Si è insediato mentre l’epidemia coronavirus bloccava i rari cantieri post-sisma 2016. Ma il commissario alla ricostruzione, Giovanni Legnini, nella sua prima intervista, anticipa una semplificazione burocratica capace di farne aprire «10.000 entro un anno, utilizzando gli oltre 9 miliardi già disponibili». E rilancia: «La ricostruzione può essere, non solo atto di giustizia, ma motore di ripresa dopo il Covid». 
I terremotati temono: «Per noi è finita». Non è così? 
«Il rischio c’è. Ma possiamo e dobbiamo scongiurarlo». 
Speranza finora delusa. 
«No, parlo di atti concreti, già assunti in pochi giorni. Migliaia di tecnici, lavoratori, fornitori e imprese, il cui reddito era legato alla ricostruzione, attendevano i pagamenti. Li ho sbloccati con due ordinanze da centinaia di milioni: per anticipare il 50% dei compensi ai professionisti per i 7.000 progetti già depositati, per i lavori fatti dalle imprese nei cantieri sospesi e per i Comuni, per rimborsi e nuovi interventi urgenti. Ma la più importante sarà la prossima ordinanza: darà rapidità e certezze per far decollare finalmente la ricostruzione». 
Ce la anticipa? 
«Attuando una norma varata a dicembre, agiremo con due leve antiburocrazia: forte responsabilizzazione di tecnici e proprietari e controlli preventivi e successivi sistematici e rigorosi. La filosofia sarà: stabilite e certificate voi come ricostruire e quanto spendere, nel rispetto delle norme edilizie, urbanistiche e finanziarie. Noi, Uffici speciali e Comuni, saremo inflessibili nei controlli». 
E i furbi? 
«Risponderanno anche penalmente. Rafforzerò i presidi di legalità. Ma non possiamo permetterci che la maggioranza di cittadini, imprese e professionisti onesti siano penalizzati da procedure e attese estenuanti». 
L’obiettivo? 
«Cento giorni per una pratica. Oggi serve in media un anno e mezzo: più di vent’anni per le ottantamila attese. Abbattiamo i tempi del 75%. Creiamo le condizioni per far aprire, dai prossimi mesi, almeno 10.000 cantieri. E numeri forse maggiori negli anni successivi». 

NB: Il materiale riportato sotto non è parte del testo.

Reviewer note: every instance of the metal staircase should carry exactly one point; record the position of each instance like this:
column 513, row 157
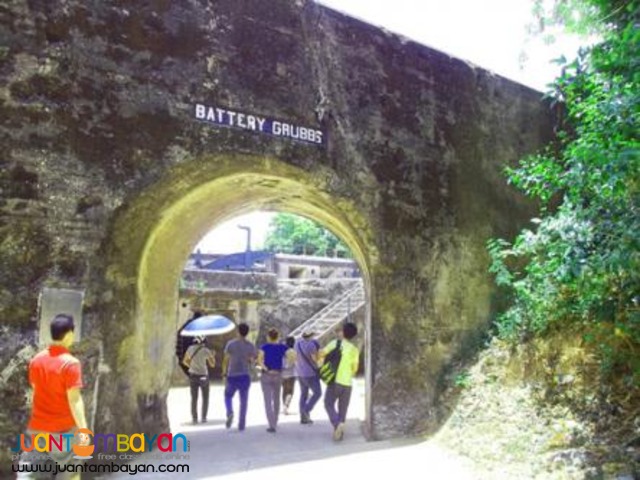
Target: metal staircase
column 326, row 319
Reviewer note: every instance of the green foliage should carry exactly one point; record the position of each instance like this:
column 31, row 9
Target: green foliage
column 462, row 380
column 580, row 262
column 298, row 235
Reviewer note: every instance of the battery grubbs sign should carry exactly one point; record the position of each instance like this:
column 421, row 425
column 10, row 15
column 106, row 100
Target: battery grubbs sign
column 225, row 117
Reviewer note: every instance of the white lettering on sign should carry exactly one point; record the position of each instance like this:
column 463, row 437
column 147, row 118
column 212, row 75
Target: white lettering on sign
column 255, row 123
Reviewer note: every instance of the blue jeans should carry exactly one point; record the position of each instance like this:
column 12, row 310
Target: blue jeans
column 306, row 384
column 239, row 383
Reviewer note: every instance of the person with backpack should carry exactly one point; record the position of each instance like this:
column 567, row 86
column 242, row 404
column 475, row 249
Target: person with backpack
column 307, row 352
column 271, row 360
column 341, row 364
column 197, row 359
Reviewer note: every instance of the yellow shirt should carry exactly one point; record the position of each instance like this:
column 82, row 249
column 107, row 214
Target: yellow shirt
column 348, row 362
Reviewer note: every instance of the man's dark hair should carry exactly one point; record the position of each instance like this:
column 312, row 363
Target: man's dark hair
column 243, row 329
column 273, row 334
column 60, row 325
column 349, row 330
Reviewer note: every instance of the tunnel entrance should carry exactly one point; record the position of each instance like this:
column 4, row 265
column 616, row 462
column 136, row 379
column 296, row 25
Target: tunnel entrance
column 245, row 276
column 160, row 230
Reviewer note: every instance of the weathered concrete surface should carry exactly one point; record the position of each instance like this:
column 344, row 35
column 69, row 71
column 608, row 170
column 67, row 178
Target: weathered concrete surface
column 108, row 181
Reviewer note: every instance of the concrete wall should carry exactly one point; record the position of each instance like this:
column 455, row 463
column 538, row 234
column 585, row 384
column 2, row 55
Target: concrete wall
column 108, row 181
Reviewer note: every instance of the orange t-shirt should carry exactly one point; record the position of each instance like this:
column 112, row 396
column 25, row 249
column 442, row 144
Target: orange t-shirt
column 52, row 372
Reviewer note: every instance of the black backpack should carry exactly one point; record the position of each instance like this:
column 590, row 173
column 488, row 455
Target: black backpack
column 329, row 367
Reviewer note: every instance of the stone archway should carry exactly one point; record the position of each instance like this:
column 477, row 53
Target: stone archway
column 156, row 233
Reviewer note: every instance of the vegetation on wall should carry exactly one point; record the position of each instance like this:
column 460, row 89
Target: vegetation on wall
column 301, row 236
column 579, row 267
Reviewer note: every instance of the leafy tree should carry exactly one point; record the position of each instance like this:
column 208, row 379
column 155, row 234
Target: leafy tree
column 580, row 265
column 298, row 235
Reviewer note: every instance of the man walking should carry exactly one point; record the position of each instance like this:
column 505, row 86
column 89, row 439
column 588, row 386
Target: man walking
column 339, row 392
column 196, row 359
column 239, row 356
column 307, row 349
column 56, row 379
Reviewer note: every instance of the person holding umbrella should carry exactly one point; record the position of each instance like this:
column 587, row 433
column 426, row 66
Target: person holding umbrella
column 197, row 358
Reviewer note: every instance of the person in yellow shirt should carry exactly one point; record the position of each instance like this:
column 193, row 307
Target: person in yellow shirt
column 339, row 392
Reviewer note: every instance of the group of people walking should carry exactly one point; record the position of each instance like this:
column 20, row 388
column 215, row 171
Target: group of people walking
column 280, row 364
column 56, row 378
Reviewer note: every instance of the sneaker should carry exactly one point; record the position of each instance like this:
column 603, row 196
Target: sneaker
column 229, row 420
column 338, row 432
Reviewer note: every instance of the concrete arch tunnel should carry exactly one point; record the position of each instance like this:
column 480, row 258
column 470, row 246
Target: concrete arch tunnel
column 182, row 210
column 127, row 134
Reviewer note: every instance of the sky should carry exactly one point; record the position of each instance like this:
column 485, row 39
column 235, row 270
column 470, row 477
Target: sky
column 491, row 34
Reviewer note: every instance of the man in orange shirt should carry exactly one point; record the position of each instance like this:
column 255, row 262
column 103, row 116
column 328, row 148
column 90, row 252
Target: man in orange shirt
column 56, row 378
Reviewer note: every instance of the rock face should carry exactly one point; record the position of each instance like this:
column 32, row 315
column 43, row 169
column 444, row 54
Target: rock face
column 108, row 179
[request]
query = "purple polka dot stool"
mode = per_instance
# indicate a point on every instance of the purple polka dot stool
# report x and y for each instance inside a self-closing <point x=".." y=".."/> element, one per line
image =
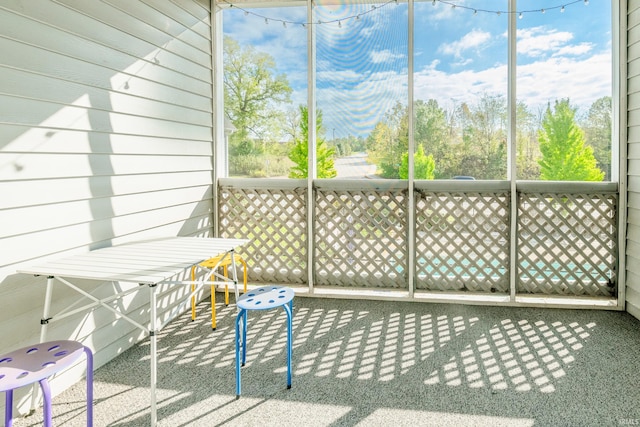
<point x="37" y="363"/>
<point x="263" y="298"/>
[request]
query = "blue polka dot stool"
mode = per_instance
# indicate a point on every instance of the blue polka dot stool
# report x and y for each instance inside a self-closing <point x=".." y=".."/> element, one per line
<point x="264" y="298"/>
<point x="37" y="363"/>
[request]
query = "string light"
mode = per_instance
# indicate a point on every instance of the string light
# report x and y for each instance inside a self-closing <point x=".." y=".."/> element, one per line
<point x="339" y="21"/>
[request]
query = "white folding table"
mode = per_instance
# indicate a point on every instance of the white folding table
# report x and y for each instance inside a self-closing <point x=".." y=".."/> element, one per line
<point x="147" y="263"/>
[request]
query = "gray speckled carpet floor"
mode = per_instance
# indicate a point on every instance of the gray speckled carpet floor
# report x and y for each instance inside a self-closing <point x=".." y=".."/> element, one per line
<point x="373" y="363"/>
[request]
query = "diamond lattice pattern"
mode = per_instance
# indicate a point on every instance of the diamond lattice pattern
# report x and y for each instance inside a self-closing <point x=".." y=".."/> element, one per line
<point x="567" y="244"/>
<point x="275" y="223"/>
<point x="462" y="241"/>
<point x="360" y="238"/>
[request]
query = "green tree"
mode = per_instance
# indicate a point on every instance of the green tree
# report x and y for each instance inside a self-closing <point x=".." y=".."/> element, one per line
<point x="565" y="156"/>
<point x="597" y="133"/>
<point x="423" y="166"/>
<point x="484" y="140"/>
<point x="299" y="153"/>
<point x="527" y="149"/>
<point x="252" y="90"/>
<point x="389" y="141"/>
<point x="432" y="133"/>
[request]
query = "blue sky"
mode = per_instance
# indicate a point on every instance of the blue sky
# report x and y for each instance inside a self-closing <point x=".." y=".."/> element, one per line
<point x="459" y="56"/>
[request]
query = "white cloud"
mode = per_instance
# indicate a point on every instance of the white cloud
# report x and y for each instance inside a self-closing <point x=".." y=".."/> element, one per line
<point x="540" y="41"/>
<point x="471" y="40"/>
<point x="575" y="50"/>
<point x="385" y="55"/>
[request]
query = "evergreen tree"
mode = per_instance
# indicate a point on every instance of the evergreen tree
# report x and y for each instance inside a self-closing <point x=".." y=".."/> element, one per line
<point x="565" y="156"/>
<point x="299" y="153"/>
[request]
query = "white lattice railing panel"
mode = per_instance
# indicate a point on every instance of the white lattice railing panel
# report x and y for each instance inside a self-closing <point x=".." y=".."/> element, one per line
<point x="567" y="243"/>
<point x="462" y="240"/>
<point x="274" y="219"/>
<point x="360" y="237"/>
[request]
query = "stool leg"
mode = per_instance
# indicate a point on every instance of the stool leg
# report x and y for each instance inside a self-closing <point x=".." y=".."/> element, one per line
<point x="193" y="298"/>
<point x="89" y="355"/>
<point x="226" y="287"/>
<point x="213" y="307"/>
<point x="8" y="408"/>
<point x="244" y="337"/>
<point x="46" y="393"/>
<point x="238" y="338"/>
<point x="287" y="310"/>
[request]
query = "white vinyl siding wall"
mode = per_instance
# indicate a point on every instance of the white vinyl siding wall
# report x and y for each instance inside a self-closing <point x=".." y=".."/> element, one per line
<point x="632" y="291"/>
<point x="105" y="137"/>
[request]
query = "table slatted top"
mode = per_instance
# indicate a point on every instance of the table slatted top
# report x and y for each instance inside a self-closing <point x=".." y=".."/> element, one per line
<point x="149" y="261"/>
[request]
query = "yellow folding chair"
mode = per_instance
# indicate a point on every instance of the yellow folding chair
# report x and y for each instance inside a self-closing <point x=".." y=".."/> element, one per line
<point x="223" y="261"/>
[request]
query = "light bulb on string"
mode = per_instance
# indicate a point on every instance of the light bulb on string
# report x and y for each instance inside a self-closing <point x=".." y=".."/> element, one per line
<point x="374" y="8"/>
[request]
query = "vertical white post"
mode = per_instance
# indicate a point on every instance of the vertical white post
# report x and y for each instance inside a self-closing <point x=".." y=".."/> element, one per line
<point x="511" y="148"/>
<point x="311" y="142"/>
<point x="154" y="354"/>
<point x="411" y="202"/>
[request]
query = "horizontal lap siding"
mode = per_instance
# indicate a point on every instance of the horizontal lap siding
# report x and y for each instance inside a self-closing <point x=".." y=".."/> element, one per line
<point x="632" y="293"/>
<point x="105" y="137"/>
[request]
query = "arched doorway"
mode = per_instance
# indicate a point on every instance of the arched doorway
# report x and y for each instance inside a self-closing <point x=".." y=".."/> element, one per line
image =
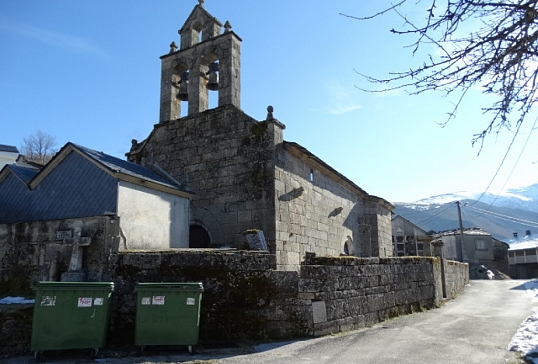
<point x="198" y="237"/>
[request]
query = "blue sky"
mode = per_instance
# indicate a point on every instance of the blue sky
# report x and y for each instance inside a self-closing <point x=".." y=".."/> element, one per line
<point x="89" y="72"/>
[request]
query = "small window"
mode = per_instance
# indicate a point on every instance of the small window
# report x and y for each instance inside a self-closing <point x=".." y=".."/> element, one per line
<point x="481" y="244"/>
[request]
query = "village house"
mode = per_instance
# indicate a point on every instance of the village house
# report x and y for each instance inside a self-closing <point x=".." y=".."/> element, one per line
<point x="213" y="178"/>
<point x="81" y="207"/>
<point x="245" y="176"/>
<point x="523" y="255"/>
<point x="479" y="249"/>
<point x="407" y="238"/>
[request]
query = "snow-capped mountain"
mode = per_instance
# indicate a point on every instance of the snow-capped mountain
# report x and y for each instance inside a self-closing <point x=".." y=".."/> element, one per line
<point x="525" y="198"/>
<point x="501" y="215"/>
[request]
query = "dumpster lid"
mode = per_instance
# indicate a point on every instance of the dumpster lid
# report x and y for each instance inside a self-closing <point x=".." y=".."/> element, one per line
<point x="74" y="285"/>
<point x="198" y="286"/>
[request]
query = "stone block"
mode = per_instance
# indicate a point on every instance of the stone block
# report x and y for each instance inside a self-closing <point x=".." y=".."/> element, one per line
<point x="319" y="312"/>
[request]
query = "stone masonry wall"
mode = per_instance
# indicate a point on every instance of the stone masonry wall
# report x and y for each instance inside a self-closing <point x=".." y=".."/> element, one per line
<point x="317" y="211"/>
<point x="227" y="159"/>
<point x="244" y="298"/>
<point x="312" y="216"/>
<point x="42" y="250"/>
<point x="351" y="293"/>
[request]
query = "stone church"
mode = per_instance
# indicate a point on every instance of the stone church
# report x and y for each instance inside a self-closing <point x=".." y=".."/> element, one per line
<point x="244" y="175"/>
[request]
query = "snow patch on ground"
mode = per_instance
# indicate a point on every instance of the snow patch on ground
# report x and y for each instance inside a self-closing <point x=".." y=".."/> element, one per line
<point x="14" y="300"/>
<point x="525" y="340"/>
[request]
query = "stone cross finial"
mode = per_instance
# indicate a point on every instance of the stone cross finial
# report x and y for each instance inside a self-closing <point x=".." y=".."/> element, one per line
<point x="269" y="113"/>
<point x="173" y="47"/>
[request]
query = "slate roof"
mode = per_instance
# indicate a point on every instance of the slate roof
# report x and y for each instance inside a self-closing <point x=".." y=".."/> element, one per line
<point x="122" y="166"/>
<point x="24" y="173"/>
<point x="8" y="148"/>
<point x="77" y="182"/>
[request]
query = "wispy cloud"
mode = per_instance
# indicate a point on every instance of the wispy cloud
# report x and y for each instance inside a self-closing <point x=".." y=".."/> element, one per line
<point x="56" y="39"/>
<point x="341" y="99"/>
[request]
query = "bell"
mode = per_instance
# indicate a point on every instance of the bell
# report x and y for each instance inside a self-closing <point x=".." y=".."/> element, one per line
<point x="183" y="93"/>
<point x="213" y="82"/>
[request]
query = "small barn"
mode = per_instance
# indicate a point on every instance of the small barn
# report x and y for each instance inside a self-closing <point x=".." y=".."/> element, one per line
<point x="81" y="207"/>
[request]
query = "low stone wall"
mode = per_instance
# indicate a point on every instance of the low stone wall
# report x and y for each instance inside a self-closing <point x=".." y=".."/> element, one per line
<point x="351" y="293"/>
<point x="246" y="298"/>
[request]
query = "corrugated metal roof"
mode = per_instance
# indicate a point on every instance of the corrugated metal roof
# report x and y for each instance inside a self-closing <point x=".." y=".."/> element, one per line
<point x="123" y="166"/>
<point x="8" y="148"/>
<point x="527" y="242"/>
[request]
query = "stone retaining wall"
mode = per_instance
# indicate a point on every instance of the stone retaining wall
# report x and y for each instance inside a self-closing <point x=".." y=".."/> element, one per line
<point x="245" y="298"/>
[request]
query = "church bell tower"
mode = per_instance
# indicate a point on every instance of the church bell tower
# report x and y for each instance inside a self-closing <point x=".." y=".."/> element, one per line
<point x="208" y="60"/>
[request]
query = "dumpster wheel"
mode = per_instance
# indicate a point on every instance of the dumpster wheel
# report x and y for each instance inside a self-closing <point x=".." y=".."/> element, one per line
<point x="37" y="355"/>
<point x="94" y="353"/>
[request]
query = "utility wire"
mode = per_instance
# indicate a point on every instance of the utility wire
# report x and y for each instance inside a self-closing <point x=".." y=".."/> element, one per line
<point x="515" y="164"/>
<point x="500" y="165"/>
<point x="449" y="206"/>
<point x="506" y="217"/>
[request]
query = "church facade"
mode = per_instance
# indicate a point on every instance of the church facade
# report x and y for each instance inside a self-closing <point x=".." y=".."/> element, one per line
<point x="245" y="177"/>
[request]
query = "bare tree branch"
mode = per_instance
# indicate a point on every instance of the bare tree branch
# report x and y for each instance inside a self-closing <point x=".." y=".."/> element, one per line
<point x="39" y="147"/>
<point x="500" y="55"/>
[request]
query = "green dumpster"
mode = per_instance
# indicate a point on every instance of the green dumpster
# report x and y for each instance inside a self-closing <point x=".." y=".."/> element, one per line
<point x="167" y="314"/>
<point x="70" y="315"/>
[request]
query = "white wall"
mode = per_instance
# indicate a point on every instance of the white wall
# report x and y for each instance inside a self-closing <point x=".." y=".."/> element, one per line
<point x="151" y="219"/>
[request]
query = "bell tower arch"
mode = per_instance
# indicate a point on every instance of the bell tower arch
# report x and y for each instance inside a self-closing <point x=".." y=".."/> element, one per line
<point x="208" y="60"/>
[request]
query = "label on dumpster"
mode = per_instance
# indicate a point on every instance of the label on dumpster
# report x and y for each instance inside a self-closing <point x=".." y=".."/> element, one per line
<point x="48" y="301"/>
<point x="85" y="302"/>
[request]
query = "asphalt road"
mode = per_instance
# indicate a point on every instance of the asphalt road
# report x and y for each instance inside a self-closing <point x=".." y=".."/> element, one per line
<point x="476" y="327"/>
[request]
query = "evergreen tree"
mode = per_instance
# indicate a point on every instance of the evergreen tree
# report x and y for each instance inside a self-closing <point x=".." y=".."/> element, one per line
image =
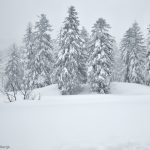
<point x="118" y="66"/>
<point x="100" y="63"/>
<point x="85" y="49"/>
<point x="148" y="59"/>
<point x="28" y="55"/>
<point x="85" y="42"/>
<point x="43" y="58"/>
<point x="13" y="70"/>
<point x="133" y="54"/>
<point x="70" y="68"/>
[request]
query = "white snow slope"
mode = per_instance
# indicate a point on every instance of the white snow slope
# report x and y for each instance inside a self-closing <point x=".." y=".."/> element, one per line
<point x="119" y="121"/>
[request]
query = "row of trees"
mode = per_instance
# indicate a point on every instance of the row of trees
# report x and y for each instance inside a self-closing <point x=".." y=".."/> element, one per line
<point x="76" y="57"/>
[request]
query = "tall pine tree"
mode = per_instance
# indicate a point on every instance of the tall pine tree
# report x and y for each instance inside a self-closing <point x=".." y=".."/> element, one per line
<point x="100" y="63"/>
<point x="133" y="54"/>
<point x="43" y="57"/>
<point x="148" y="59"/>
<point x="70" y="64"/>
<point x="13" y="70"/>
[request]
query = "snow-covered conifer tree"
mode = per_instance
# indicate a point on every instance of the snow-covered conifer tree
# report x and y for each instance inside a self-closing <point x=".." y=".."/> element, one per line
<point x="13" y="70"/>
<point x="85" y="41"/>
<point x="133" y="54"/>
<point x="43" y="57"/>
<point x="100" y="63"/>
<point x="70" y="65"/>
<point x="148" y="59"/>
<point x="118" y="66"/>
<point x="28" y="55"/>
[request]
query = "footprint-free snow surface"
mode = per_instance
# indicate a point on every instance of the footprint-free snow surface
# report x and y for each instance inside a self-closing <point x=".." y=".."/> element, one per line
<point x="118" y="121"/>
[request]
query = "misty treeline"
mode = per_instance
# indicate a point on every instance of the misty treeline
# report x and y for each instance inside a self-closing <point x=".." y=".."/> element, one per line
<point x="76" y="57"/>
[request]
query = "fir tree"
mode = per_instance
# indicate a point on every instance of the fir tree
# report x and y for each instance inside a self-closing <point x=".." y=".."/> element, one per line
<point x="43" y="58"/>
<point x="13" y="70"/>
<point x="70" y="64"/>
<point x="148" y="59"/>
<point x="85" y="42"/>
<point x="133" y="54"/>
<point x="28" y="55"/>
<point x="100" y="63"/>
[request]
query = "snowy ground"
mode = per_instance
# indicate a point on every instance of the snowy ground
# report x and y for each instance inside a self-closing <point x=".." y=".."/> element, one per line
<point x="119" y="121"/>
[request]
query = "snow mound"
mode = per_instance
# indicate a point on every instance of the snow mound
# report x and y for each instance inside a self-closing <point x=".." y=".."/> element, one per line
<point x="129" y="88"/>
<point x="119" y="88"/>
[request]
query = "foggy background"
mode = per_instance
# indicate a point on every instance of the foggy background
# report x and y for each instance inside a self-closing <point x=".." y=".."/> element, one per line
<point x="120" y="14"/>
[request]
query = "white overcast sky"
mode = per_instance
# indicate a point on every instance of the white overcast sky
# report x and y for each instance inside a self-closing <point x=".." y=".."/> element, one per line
<point x="120" y="14"/>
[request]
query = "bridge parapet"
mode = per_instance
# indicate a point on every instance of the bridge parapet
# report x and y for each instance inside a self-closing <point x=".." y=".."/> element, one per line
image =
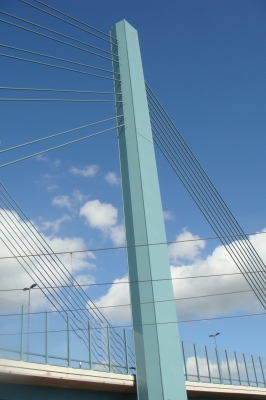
<point x="56" y="344"/>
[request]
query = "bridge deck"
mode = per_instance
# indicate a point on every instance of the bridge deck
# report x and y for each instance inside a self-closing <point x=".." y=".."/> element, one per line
<point x="28" y="373"/>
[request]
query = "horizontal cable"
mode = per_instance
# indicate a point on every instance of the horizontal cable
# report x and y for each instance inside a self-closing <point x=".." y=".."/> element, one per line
<point x="83" y="23"/>
<point x="61" y="100"/>
<point x="57" y="33"/>
<point x="55" y="135"/>
<point x="134" y="325"/>
<point x="57" y="147"/>
<point x="64" y="20"/>
<point x="138" y="281"/>
<point x="57" y="58"/>
<point x="140" y="303"/>
<point x="59" y="67"/>
<point x="55" y="90"/>
<point x="142" y="245"/>
<point x="54" y="39"/>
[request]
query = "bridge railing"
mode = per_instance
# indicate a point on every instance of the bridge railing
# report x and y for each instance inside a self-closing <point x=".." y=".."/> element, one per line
<point x="216" y="365"/>
<point x="47" y="338"/>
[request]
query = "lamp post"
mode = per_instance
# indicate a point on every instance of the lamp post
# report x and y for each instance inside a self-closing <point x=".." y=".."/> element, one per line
<point x="29" y="289"/>
<point x="214" y="336"/>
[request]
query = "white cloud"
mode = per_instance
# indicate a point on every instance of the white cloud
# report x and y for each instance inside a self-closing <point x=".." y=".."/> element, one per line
<point x="168" y="216"/>
<point x="218" y="262"/>
<point x="14" y="276"/>
<point x="52" y="187"/>
<point x="117" y="294"/>
<point x="187" y="250"/>
<point x="56" y="163"/>
<point x="79" y="197"/>
<point x="117" y="234"/>
<point x="54" y="225"/>
<point x="104" y="216"/>
<point x="112" y="179"/>
<point x="62" y="201"/>
<point x="89" y="170"/>
<point x="41" y="157"/>
<point x="99" y="215"/>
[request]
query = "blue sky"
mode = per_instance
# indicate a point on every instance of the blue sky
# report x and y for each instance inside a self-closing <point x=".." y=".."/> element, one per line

Con quali risorse e poteri? 
«I 6 miliardi della ricostruzione privata. I poteri del Commissario, non molti ma neanche pochi, in parte devoluti ai Presidenti di regione». 
Riguarderà quali edifici? 
«Miro a una platea ampia, spero il 70% di quelli privati. Per gli altri, occorrerà risolvere problemi di pianificazione complessi. A partire dai piani per i centri storici distrutti». 
Per Amatrice e gli altri centri storici a terra? 
«Sono preoccupato. La redazione dei piani spetta agli Usr e alle Regioni, con i Comuni e richiede ancora tempo. Io devo individuarli. Ho già avviato la procedura». 
Ricostruzione pubblica?
«È al palo. Bisogna accelerare su scuole, chiese e altre opere, per spendere i tre miliardi disponibili. Ma mi preoccupa di più l’economia. Occorre una misura di programmazione e incentivazione stabile sul modello Restart che introducemmo a L’Aquila e funziona. È il cuore dell’Italia, con bellezze straordinaria. Farlo rinascere è un dovere». 
Servono poteri speciali? 
«Governo e Parlamento hanno fatto tanto, ma serve un po’ di coraggio in più dalle forze politiche. Sarebbe un segnale di fiducia se nel prossimo decreto per l’emergenza coronavirus si puntasse su quelle aree, facendo sì che la ricostruzione diventi leva di ripresa. Serve un esercizio responsabile dei poteri, niente più procedure infinite, e severo controllo di legalità prima e dopo. Vale per il centro Italia, per l’Aquila e altri disastri. Non amo esportare modelli ma i poteri che servono sono quelli del Ponte Morandi. Solo il legislatore li può dare».